第3章 3
「精力のことは気にしなくていい。私も人間では無いからね。君に力を与えても死なないし衰えない。
君の正体についてはなんとなく気付いていたよ。決定打になったのはその灰だね。」
「待ってください!人間ではないの…?貴方も私と同じなのですか?」
伯爵から告げられた言葉に衝撃を受ける。
そして同時に、死なず衰えもしない自分の同類が居たことに酷く安堵した。
「君と同じ種では無いけれど…似たようなものかな。

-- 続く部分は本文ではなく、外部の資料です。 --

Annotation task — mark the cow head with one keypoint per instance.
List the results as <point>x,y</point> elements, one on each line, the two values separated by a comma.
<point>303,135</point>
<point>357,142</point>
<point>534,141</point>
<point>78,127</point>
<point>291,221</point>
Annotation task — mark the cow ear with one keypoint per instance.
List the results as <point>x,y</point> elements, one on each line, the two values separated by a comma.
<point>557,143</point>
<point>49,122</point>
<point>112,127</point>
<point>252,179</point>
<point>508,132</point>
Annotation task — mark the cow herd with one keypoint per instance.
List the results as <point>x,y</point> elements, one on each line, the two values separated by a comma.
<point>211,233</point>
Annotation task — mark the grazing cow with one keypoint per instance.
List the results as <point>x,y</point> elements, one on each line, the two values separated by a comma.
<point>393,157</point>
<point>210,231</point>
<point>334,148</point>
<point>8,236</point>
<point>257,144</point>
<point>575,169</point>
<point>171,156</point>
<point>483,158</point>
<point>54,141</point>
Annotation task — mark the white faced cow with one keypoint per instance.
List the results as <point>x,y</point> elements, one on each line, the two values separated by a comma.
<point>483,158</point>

君は精力を食べ、私達は血を食べる。」
「血を…?それに、私達と言うのは?あなた以外にも不死者が居るのですか?」
「私は純血のヴァンパイアなんだ。私以外もなにも、この屋敷に居る住人は皆私がヴァンパイアにした。セバスチャンは別だよ。彼は人間だからね。君にはあまり近付けてあげられない。」
「ヴァンパイア…存在したのですね…」
「驚いたのは私も同じだ。サキュバスが存在しているとは思わなかった。」
私の正体もあっさりとバレてしまった。
「そうです。私はサキュバス。大正解です。」
「君は人間を愛してしまったんだね。利害関係のない契約を結んでしまった。その灰は君の大切な人かい?」
「はい…私が彼を愛してしまったから、彼は消えてしまいました。私も彼とともに消えたいと望んだのに…」
「人を愛するのは悪いことではない。種族の違いなんて気にならないほど人を愛した君のあり方を誰も責めはしないよ。」
「でもっ…!私が居なければ彼はもっと生きられた!
ひ、人と…人と結ばれることだって、きっと…っ、ううっ」
彼を愛していた。今も愛してる。
私を愛してくれた彼を死なせてしまった。
人間の女の人と生きることも出来たのにその機会を私が奪ってしまった。
「その愛しい人が選んだ君自身をそんな風に言ってはいけないよ。
君の愛する人は君と生きることを望んだんだ。自分の命を削ることも厭わない程君を愛していたんだろう。」
「っ、う…」
「大丈夫。君はひとりじゃないよ。君さえ良ければこの屋敷に住むといい。君と同じように人間を愛したヴァンパイアも居る。
ここには君のあり方を責める奴は居ないよ。君の性質だって、不死のヴァンパイアに影響は無いんだから。
もう1人で生きなくていいんだ。」
伯爵の優しい言葉に涙が溢れる。